Don't let the two columns of data fool you! In a paired \(t\)-test, we aren't interested in the raw scores. We are only interested in the differences (\(d\)) between the pairs.

Step-by-Step Process:
1. Calculate the difference \(d = x_1 - x_2\) for every pair.
2. Treat these differences as a single sample of data.
3. Test the hypothesis that the mean of these differences is zero (\(H_0: \mu_d = 0\)).
4. Use the same formula as the single mean test: \(t = \frac{\bar{d} - 0}{s_d / \sqrt{n}}\), where \(n\) is the number of pairs.

Common Mistake: Students often use \(2n - 1\) for degrees of freedom here. Remember, because we've turned two lists into one list of differences, the degrees of freedom is just \((\text{number of pairs}) - 1\).

Key Takeaway: Paired tests reduce "background noise" by comparing the same subject to itself, making the test much more sensitive to changes.

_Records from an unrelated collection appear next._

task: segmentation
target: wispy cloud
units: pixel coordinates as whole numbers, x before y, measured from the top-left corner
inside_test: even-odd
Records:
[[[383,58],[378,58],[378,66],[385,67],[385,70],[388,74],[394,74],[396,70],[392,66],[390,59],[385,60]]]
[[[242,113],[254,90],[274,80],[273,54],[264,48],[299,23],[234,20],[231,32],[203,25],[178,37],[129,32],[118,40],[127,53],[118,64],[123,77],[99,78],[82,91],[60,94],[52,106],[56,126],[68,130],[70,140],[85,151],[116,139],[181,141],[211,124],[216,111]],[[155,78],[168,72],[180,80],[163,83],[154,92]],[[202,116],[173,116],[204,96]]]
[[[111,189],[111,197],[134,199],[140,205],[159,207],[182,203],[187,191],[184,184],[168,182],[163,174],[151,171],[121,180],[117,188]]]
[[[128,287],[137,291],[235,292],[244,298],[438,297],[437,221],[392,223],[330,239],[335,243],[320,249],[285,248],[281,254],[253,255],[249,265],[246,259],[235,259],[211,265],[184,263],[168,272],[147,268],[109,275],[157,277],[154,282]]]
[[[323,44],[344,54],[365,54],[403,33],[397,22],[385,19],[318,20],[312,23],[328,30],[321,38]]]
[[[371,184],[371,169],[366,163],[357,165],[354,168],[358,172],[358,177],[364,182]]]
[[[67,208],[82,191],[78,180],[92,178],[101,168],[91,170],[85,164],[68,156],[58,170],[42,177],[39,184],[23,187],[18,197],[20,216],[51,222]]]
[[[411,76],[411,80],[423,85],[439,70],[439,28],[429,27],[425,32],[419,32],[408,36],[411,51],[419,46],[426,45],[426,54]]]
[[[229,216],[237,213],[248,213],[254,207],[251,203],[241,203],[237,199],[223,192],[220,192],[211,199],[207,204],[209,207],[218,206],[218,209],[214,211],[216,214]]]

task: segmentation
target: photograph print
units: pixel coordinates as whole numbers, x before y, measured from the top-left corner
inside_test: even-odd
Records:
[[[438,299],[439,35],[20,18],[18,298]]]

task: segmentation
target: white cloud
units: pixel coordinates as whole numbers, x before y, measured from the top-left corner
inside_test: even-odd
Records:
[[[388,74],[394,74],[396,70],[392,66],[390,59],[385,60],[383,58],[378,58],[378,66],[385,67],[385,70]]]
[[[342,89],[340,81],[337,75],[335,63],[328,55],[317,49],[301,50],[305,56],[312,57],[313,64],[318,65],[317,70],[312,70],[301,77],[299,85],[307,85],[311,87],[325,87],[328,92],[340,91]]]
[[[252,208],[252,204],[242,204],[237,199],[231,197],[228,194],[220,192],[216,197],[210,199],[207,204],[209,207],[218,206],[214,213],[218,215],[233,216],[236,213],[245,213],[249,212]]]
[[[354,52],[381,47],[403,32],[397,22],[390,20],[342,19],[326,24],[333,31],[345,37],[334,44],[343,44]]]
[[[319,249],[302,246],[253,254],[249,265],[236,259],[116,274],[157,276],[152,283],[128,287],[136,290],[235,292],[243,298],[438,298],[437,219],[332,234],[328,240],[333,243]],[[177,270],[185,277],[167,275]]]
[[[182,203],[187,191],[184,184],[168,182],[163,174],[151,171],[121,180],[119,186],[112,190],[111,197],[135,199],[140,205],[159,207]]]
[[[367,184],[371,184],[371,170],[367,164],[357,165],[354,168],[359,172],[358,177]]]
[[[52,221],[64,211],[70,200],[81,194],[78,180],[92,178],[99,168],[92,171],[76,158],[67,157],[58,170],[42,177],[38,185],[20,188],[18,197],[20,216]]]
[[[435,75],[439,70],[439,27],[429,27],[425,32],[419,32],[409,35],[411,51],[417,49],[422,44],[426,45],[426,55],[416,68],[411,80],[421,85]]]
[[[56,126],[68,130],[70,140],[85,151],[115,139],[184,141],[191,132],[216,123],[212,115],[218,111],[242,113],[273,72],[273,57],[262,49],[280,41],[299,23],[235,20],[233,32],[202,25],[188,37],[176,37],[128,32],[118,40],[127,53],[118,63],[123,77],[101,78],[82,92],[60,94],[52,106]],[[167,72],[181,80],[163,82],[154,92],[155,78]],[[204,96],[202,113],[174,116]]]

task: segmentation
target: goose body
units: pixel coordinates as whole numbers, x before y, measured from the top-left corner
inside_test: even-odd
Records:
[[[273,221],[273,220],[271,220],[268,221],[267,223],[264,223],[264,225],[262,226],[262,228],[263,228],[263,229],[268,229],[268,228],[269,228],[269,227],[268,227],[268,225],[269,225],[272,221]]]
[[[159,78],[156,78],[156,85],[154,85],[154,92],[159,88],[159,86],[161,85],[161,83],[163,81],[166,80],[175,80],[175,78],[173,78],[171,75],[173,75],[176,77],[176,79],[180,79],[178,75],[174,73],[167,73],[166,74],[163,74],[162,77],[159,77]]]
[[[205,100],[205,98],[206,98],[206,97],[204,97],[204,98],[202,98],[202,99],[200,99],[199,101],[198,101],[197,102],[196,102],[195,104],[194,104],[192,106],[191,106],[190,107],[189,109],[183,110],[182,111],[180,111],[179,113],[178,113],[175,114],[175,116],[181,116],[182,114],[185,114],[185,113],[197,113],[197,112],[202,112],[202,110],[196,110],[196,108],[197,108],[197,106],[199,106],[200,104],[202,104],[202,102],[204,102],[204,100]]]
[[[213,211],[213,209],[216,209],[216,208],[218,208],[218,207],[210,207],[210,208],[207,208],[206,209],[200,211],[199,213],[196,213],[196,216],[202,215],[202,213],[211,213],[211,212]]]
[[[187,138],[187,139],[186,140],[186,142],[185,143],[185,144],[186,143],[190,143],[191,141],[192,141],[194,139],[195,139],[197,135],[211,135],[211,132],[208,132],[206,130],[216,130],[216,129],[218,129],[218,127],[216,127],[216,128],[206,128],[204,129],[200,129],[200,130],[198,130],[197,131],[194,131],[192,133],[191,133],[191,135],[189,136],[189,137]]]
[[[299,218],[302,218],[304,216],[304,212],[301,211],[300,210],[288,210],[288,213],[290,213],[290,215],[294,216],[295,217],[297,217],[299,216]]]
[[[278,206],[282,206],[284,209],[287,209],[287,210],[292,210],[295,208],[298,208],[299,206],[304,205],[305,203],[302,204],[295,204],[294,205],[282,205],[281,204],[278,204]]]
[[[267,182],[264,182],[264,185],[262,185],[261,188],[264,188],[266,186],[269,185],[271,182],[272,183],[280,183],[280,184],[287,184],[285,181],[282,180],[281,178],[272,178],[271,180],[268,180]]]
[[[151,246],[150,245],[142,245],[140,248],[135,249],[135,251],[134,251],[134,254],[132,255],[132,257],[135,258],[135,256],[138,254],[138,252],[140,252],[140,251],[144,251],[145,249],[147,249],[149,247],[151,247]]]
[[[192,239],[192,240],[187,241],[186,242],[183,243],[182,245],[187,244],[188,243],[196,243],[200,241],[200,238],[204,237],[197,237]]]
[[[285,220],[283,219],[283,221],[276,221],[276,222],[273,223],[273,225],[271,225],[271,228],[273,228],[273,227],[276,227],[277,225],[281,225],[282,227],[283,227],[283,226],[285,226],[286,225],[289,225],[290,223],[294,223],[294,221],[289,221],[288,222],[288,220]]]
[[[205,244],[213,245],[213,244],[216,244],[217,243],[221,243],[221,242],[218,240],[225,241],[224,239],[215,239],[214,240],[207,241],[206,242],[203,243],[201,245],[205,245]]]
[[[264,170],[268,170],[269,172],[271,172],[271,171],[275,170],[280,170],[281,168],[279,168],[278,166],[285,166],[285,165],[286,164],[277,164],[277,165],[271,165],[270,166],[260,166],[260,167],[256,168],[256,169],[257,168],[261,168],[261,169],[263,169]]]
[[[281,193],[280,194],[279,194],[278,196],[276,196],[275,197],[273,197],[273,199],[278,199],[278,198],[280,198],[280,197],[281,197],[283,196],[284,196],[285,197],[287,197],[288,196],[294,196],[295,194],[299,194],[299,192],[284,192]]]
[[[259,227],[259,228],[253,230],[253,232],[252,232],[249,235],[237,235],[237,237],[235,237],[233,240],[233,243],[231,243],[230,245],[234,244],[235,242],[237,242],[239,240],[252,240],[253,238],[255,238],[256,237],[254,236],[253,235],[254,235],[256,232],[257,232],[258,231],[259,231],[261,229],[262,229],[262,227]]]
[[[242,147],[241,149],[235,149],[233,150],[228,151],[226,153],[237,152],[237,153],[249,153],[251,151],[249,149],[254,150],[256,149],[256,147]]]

3. Comparing Two Independent Means

What if you want to compare two totally different groups? For example, "Do students at School A score higher than students at School B?" This is an independent samples \(t\)-test.

The Condition: Equal Variances

In this specific part of the Edexcel syllabus (Section 7.3), we assume the two populations have equal but unknown variances. Because we assume the variances are the same, we "pool" our sample data together to get a better estimate of that shared variance.

The Pooled Estimate of Variance (\(s^2\))

This is a weighted average of the two sample variances:

\(s^2 = \frac{(n_1 - 1)s_1^2 + (n_2 - 1)s_2^2}{n_1 + n_2 - 2}\)

Analogy: Imagine two chefs making soup. If Chef A makes a huge pot and Chef B makes a tiny bowl, the big pot's flavor should count for more when you mix them. The pooled variance gives more "weight" to the larger sample.

The Test Statistic

To test if the means are different (\(H_0: \mu_1 = \mu_2\)):

\(t = \frac{(\bar{x}_1 - \bar{x}_2) - (\mu_1 - \mu_2)}{s \sqrt{\frac{1}{n_1} + \frac{1}{n_2}}}\)

The Degrees of Freedom for this test is:
\(v = n_1 + n_2 - 2\)

Quick Review: Why \(n_1 + n_2 - 2\)?
Each sample "loses" one degree of freedom when we calculate its mean. Since we have two samples, we lose two!

Key Takeaway: Use the pooled \(t\)-test only when you are told (or can assume) the variances of the two independent groups are equal.

Summary Checklist for Success

Don't worry if these formulas look intimidating at first. Most of the work is just identifying which "story" the question is telling you. Ask yourself:

1. Do I know the population variance \(\sigma^2\)?
- Yes \(\rightarrow\) Use \(z\)-test (Normal).
- No \(\rightarrow\) Use \(t\)-test.

2. Is there one group or two?
- One group \(\rightarrow\) One-sample \(t\)-test (\(df = n-1\)).
- Two groups (Matched/Before & After) \(\rightarrow\) Paired \(t\)-test on differences (\(df = \text{pairs} - 1\)).
- Two groups (Independent) \(\rightarrow\) Pooled \(t\)-test (\(df = n_1 + n_2 - 2\)).

3. What are my assumptions?
- For any \(t\)-test, the population must be Normally distributed. For independent tests, we also assume equal variances.

Final Tip: When using your calculator, always check if it requires you to input the "Sample Standard Deviation" (\(s_x\)) or the "Population Standard Deviation" (\(\sigma_x\)). For \(t\)-tests, we always use the version calculated with \(n-1\) in the denominator!